6. Japanese robot toy. This Masudaya Radicon Robot from 1957 retains its original box and was a gift from Lord Mountbatten to his grandchildren. Estimate £4,000 - 6,000
7. Bureau on Chippendale stand. This Indian laid miniature bureau was a Knatchbull heirloom - but the unique stand on which it sits is probably more noteworthy, having been specifically commissioned by the family from Thomas Chippendale (at a cost of £4). Estimate: £40,000 - 60,000.

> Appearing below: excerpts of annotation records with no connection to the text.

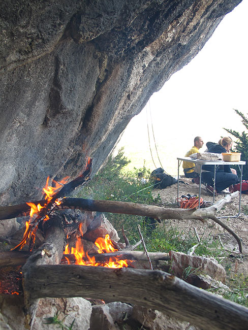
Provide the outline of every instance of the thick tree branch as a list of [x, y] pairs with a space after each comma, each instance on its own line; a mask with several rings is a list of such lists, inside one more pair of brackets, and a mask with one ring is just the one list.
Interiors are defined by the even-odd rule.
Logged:
[[[59, 263], [65, 245], [65, 235], [59, 219], [54, 217], [46, 222], [47, 226], [45, 240], [41, 246], [34, 252], [22, 268], [22, 285], [25, 287], [25, 279], [30, 278], [30, 272], [34, 267], [44, 265]], [[25, 326], [32, 325], [35, 315], [38, 300], [34, 299], [30, 291], [24, 290], [25, 313]]]
[[[168, 260], [170, 259], [169, 253], [163, 252], [148, 252], [149, 257], [152, 261], [158, 261], [159, 260]], [[22, 266], [25, 264], [27, 259], [30, 255], [29, 252], [23, 251], [5, 251], [0, 252], [0, 268], [2, 267], [14, 267], [18, 266]], [[117, 251], [110, 253], [88, 253], [90, 258], [94, 256], [97, 262], [103, 261], [108, 262], [109, 258], [117, 257], [122, 260], [147, 260], [147, 257], [145, 253], [141, 251]], [[66, 262], [65, 257], [67, 257], [72, 260], [72, 262], [75, 261], [75, 257], [73, 254], [63, 254], [61, 259], [61, 262]], [[87, 260], [85, 258], [83, 260]]]
[[[80, 209], [86, 211], [141, 215], [150, 217], [158, 220], [179, 219], [203, 220], [204, 219], [210, 218], [214, 221], [216, 221], [216, 212], [226, 204], [230, 203], [232, 200], [238, 197], [239, 195], [239, 191], [235, 191], [229, 195], [227, 195], [224, 199], [217, 202], [214, 205], [206, 208], [206, 209], [185, 209], [173, 208], [163, 208], [153, 205], [146, 205], [145, 204], [138, 204], [125, 202], [97, 201], [78, 198], [65, 198], [61, 201], [61, 205], [56, 206], [54, 209], [59, 209], [61, 208]], [[23, 205], [22, 205], [21, 206]], [[11, 212], [10, 209], [12, 207], [14, 207], [15, 212], [17, 212], [17, 210], [20, 210], [21, 206], [8, 207], [9, 208], [6, 207], [0, 208], [0, 219], [3, 219], [3, 216], [7, 216], [8, 212], [9, 214], [11, 214], [11, 217], [13, 217], [14, 212]], [[26, 212], [26, 210], [29, 207], [27, 205], [25, 206], [25, 212]], [[20, 214], [19, 213], [17, 215], [16, 213], [15, 216], [20, 216]], [[227, 225], [225, 224], [225, 226], [224, 226], [222, 224], [222, 223], [223, 224], [222, 221], [219, 221], [218, 223], [222, 226], [223, 228], [227, 230], [235, 238], [239, 247], [239, 251], [242, 253], [242, 248], [241, 239], [236, 234], [233, 235], [234, 232]]]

8. Bronze Buddha. This two-foot tall bronze and parcel gilt Ming dynasty figure of a Buddha was inherited from the Countess' father-in-law, the Fifth Baron Brabourne, who served as temporary Viceroy of India for four months in 1938. Estimate £15,000 - 20,000
9. Sibyl, by Frederic, Lord Leighton. Lord Leighton is thought to have been inspired to paint this portrait of Sibyl, mythology's wise and powerful woman, having seen Michelangelo's depictions of five Sibyls from different cultures in Rome's Sistine Chapel. Estimate £20,000 - 30,000
10. Mills Bomb lighter. This solid silver cigar lighter dates from 1917 and was made by the Birmingham firm of Deakin & Francis. It takes the form of a WWI Mills No. 5 hand grenade, 75 million of which were manufactured. Estimate £200 - 300
11. Naval telescope. This George III Naval telescope dating from around 1760 belonged to the celebrated Admiral of the Fleet Sir Richard Howe, famed for his victory in the Battle of the Glorious First of June, 1794. Estimate £3,000 - 4,000
12. Lord Mountbatten maquette. This 72cm high maquette was a study for the nine foot five inch bronze sited at 'Mountbatten Green' off London's Horse Guard's Road. Created by Czech sculptor Franta Belsky and erected in 1983, its left leg hides a jam jar containing coins as well as press cuttings and details of the commission. Estimate £300 - 500.
13. Silver 'aeroplane' document case'. This elaborate case was made to hold the 1934 address to Lord Brabourne from the District Board of Bijapur asking for financial help to overcome economic problems in the district of Karnatak. The engine compartment is hinged, the propeller turns and the wings fold (manufacturer's instructions still present). Estimate £1,000 - 1,500
14. Toy trunks. This lot holds 34 different games dating from the late 20th century - but the larger of the two trunks in which they are contained has the distinction of being made by Asprey and appeared as a prop in the 1978 film Death on the Nile. It was used by actor Simon MacCorkindale in his role as Simon Doyle. Estimate £400 - 600
15. 1967 Jaguar 420. Ordered new by Lord Mountbatten and delivered to him in 1967, this Jaguar saloon was finished in a personalised paint colour called 'Special Mountbatten Blue'. He kept it for just two years, after which it had multiple owners before being re-acquired by the family in 2008. Estimate £10,000 - 20,000.